Breaking down on the side of the road is always annoying, and breaking down in the middle of the night can increase that stress. The darkness reduces visibility which can make breaking down at night dangerous. Here are some precautions you can take to make your time on the side of the road much safer.
When experiencing car problems drivers typically begin to slow down. At night it’s more difficult for other drivers to notice your speed and if you are slowing down. For this reason, it is essential that you turn on your hazard lights the moment you notice anything strange about the way your car is operating. Hazard lights act as a warning sign and notify other drivers that you aren’t moving at a typical speed and should be approached with caution.
PULL OFF THE ROAD
When you experience a breakdown make sure you pull as far off the road as possible. Vehicles on the shoulder of the road are in danger of getting hit, especially at night. By pulling completely off the road, you reduce this risk and increase your level of safety.
MARK YOUR LOCATION
It can be hard to pinpoint your exact location at night as nearby landmarks aren’t visible. If you have a phone you can use the Maps App to pinpoint your exact location.

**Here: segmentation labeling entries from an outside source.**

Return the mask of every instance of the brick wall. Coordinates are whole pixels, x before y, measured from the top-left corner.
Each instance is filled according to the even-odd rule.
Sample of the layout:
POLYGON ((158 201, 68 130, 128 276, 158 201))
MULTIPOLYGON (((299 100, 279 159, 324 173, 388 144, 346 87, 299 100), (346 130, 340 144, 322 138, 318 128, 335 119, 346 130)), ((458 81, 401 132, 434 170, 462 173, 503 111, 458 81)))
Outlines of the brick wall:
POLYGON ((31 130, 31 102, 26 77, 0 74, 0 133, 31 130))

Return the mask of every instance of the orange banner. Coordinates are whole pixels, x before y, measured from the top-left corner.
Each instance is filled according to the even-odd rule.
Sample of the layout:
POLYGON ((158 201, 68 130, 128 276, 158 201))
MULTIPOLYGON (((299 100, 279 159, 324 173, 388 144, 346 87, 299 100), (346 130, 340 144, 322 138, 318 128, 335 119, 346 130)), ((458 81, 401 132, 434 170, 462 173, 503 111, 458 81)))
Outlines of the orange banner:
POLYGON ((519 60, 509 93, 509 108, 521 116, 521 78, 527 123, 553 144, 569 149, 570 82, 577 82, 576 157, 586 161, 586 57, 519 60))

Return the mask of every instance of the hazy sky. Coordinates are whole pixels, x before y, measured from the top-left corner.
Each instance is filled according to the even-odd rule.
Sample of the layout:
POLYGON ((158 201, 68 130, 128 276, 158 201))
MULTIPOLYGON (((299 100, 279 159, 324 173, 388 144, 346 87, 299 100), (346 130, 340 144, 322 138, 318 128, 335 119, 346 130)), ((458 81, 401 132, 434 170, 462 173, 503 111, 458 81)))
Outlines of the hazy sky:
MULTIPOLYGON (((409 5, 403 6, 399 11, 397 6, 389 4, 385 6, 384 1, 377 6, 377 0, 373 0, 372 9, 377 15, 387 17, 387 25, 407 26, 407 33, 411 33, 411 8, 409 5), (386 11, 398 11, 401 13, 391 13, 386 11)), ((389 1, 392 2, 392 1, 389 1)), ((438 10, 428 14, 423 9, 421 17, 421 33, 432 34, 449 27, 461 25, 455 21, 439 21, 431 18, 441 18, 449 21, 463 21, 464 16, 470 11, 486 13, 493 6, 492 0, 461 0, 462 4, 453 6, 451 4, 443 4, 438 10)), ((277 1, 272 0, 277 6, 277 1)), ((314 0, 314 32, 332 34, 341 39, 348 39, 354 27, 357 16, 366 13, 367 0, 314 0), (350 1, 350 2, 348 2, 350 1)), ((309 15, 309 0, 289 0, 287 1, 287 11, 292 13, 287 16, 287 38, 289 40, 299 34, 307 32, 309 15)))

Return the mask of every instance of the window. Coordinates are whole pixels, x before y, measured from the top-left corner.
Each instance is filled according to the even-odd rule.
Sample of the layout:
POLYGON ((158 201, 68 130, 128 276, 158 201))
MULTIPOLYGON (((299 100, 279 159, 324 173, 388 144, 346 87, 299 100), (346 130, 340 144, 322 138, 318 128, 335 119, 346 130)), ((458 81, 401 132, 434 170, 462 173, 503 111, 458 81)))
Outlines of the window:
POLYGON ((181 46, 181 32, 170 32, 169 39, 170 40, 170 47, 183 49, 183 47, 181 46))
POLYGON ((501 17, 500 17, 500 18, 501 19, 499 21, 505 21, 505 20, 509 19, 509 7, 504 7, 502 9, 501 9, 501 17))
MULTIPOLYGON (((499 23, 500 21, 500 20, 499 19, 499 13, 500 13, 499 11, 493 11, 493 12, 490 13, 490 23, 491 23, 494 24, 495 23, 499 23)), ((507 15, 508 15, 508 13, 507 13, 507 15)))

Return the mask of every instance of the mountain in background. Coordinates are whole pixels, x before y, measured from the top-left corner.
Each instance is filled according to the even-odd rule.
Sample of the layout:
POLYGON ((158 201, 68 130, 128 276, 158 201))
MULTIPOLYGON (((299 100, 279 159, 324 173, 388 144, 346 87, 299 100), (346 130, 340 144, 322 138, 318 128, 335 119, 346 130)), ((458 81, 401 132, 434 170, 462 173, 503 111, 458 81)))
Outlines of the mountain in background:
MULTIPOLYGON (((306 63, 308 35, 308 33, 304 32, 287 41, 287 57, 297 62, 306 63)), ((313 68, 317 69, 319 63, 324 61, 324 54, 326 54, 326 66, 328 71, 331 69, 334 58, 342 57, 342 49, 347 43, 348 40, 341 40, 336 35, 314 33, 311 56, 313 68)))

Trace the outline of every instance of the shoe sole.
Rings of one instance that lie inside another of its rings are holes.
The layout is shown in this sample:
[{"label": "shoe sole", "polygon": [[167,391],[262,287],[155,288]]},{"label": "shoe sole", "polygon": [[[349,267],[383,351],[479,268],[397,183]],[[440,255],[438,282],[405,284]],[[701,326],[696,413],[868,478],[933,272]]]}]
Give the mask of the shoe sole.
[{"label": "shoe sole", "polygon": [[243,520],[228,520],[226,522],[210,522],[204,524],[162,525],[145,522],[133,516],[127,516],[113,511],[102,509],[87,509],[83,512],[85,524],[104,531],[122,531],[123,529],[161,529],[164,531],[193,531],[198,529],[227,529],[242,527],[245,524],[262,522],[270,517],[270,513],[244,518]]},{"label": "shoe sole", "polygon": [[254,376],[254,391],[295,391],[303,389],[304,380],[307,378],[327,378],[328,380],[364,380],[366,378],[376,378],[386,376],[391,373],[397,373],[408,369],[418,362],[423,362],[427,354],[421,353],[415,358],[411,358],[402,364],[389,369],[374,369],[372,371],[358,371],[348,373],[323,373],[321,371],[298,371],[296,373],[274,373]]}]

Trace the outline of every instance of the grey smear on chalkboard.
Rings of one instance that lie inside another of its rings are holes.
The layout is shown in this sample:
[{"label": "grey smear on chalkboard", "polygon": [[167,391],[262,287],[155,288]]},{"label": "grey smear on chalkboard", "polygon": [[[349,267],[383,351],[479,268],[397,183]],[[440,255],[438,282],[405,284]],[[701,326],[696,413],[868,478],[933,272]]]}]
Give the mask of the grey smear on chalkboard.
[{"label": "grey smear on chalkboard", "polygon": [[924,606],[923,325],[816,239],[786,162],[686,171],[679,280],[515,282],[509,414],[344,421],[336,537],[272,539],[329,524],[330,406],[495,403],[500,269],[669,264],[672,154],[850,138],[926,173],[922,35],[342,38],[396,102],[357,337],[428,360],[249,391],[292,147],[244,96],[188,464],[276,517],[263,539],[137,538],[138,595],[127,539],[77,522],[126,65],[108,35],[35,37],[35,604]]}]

Modern technology allows us to ‘drop a pin’ on a GPS so you can be found at your exact location. The precise mile marker where you are located can be determined when you call a tow truck company, the authorities, or AAA.
CALL FOR HELP
Calling the Police isn’t always necessary in the event of an accident, however if you don’t feel safe you might still want to call 911 to alert them of your situation.
It’s also good to have the number of your roadside assistance company stored in your phone, or in the glovebox of your car. Once you’ve pulled of the road alert roadside assistance.
BE AWARE OF YOUR SURROUNDINGS
If possible stay inside your car with your hazards on. If you need to get out be careful of your surroundings. If you’re on a main road it’s much safer to get out on the passengers side rather than the drivers side. Use your phone as a torch to check the ground before stepping out.